Alton Towers is strangely considered to have become a theme park twice in its history, in 1980 and again in 1992.
In 1980, the Staffordshire attraction – up to then effectively a derelict gothic mansion with spectacular gardens and some travelling fairground rides – introduced the classic Corkscrew rollercoaster.
That is the moment that Alton Towers is widely considered to have transitioned to a ‘modern theme park’.
It is just that there wasn’t much ‘theme’, despite the huge investment and multi-hour queues for large rollercoasters.
But in 1992 there was a sudden and spectacular injection of ‘theme’ and also, crucially, theatre.
Two strikingly different areas were introduced: the African village-styled Katanga Canyon and the self-explanatory Gloomy Wood.
It was the latter that proved to be the first of Alton Towers’ favoured sinister, often pseudo-supernatural concepts.
Gloomy Wood has only ever featured one ride: first the trademark original Haunted House, and then later its controversial Duel shoot ’em up reincarnation.
The area undoubtedly inspired the supernatural Dark Forest, created 18 years later to support the ground-breaking dark rollercoaster Thirteen’s debut.
Now, 31 years since it launched, Gloomy Wood has seen a spectacular revival in support of the further re-worked Curse at Alton Manor ride.
The huge popularity of the ride’s opening day saw queue lines through the woodland utilised for the first time in years.
This enabled a return of the classic gravestones – always with humour originally, but now featuring lots of new Easter Egg jokes for enthusiasts.
Mist and lighting adds to the atmosphere, as do the many actors that adorn the plaza in front of the famous Haunted House façade – now strikingly refreshed with a darkened look.
Who knows how long the mist, lighting, and actors will be in place, but at the moment they are serving to compliment Gloomy Wood very effectively.

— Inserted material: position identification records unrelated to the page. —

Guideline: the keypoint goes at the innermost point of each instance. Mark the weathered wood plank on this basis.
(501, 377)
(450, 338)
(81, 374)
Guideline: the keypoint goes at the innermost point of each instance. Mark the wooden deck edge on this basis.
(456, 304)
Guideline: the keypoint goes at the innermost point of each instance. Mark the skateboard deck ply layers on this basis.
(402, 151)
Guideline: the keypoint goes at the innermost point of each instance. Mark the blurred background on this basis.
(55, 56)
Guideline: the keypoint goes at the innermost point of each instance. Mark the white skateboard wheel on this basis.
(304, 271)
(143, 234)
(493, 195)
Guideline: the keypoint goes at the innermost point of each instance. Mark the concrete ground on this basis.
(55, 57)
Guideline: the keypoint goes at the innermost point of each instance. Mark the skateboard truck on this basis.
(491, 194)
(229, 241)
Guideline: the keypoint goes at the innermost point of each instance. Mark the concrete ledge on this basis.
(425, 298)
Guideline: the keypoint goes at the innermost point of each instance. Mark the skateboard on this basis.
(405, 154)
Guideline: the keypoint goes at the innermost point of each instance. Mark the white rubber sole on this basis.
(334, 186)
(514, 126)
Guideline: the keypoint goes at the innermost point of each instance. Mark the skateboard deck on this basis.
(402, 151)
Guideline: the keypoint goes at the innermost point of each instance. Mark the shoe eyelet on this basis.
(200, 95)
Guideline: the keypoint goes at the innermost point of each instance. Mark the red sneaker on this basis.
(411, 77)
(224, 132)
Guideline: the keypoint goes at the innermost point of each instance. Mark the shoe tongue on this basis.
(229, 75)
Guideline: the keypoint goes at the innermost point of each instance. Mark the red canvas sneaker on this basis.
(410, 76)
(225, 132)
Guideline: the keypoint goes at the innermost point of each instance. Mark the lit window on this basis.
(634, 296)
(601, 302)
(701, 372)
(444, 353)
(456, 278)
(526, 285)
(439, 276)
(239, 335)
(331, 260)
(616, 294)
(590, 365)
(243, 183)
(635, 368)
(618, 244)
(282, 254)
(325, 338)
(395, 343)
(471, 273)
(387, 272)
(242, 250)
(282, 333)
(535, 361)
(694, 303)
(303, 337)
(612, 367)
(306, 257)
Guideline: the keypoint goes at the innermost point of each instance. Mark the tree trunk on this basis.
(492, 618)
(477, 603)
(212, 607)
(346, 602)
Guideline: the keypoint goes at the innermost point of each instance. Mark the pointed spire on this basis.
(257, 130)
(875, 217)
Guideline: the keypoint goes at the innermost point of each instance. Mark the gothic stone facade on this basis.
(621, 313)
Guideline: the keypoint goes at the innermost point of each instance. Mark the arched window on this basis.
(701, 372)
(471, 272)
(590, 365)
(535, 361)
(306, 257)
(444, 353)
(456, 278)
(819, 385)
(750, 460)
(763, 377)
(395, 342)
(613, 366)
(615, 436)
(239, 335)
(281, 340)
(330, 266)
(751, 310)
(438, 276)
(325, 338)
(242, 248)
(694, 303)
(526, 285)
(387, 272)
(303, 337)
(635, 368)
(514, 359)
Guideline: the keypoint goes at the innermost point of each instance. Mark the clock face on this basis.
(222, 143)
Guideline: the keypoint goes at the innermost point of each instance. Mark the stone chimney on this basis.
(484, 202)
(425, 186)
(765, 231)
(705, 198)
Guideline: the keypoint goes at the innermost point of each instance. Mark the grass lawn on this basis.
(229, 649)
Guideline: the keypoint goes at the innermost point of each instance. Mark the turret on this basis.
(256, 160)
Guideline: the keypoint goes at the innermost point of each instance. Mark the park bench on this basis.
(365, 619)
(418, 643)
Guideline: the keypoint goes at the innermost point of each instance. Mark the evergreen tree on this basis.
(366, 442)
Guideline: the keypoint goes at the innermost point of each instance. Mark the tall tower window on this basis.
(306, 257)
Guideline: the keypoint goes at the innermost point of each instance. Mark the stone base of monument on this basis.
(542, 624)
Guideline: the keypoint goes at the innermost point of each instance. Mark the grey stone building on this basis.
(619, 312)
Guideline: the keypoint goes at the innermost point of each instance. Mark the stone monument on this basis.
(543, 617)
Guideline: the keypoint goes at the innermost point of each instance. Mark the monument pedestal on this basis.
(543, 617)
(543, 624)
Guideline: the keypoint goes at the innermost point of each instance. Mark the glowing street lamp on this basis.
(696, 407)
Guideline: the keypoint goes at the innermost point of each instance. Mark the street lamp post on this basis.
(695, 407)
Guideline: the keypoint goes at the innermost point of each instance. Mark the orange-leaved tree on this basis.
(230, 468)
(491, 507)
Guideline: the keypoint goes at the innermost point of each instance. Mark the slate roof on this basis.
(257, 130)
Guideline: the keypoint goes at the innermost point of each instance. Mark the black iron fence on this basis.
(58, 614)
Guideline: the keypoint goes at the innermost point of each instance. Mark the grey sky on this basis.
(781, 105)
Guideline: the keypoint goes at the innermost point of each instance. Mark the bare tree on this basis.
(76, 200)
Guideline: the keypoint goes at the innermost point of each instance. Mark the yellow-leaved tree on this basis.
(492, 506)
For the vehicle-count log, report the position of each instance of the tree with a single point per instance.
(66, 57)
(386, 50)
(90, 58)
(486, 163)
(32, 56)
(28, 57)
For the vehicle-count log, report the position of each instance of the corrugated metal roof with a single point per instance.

Even if some of these aspects disappear during the season, a model has been created for what would be an effective after-dark setup at the Halloween Scarefest.
But the adding of a themed treat outlet – Coach House Confectionary – and the re-naming of the gift shop to Attic Antiquities enhances the area further, and hopefully in a more long-lasting way.
The artistic touches of iron gates complete with tribute signage to the ride’s creators past and present, plus the iron Alton Manor signage, are also touches of class.
Although the queues and crowds seen at opening largely evaporated the next day, the ride system’s ability to consume over a thousand riders per hour with ease should be remembered.
And with a great new ambient soundtrack across the area, this most stunning revival of Gloomy Wood is complete.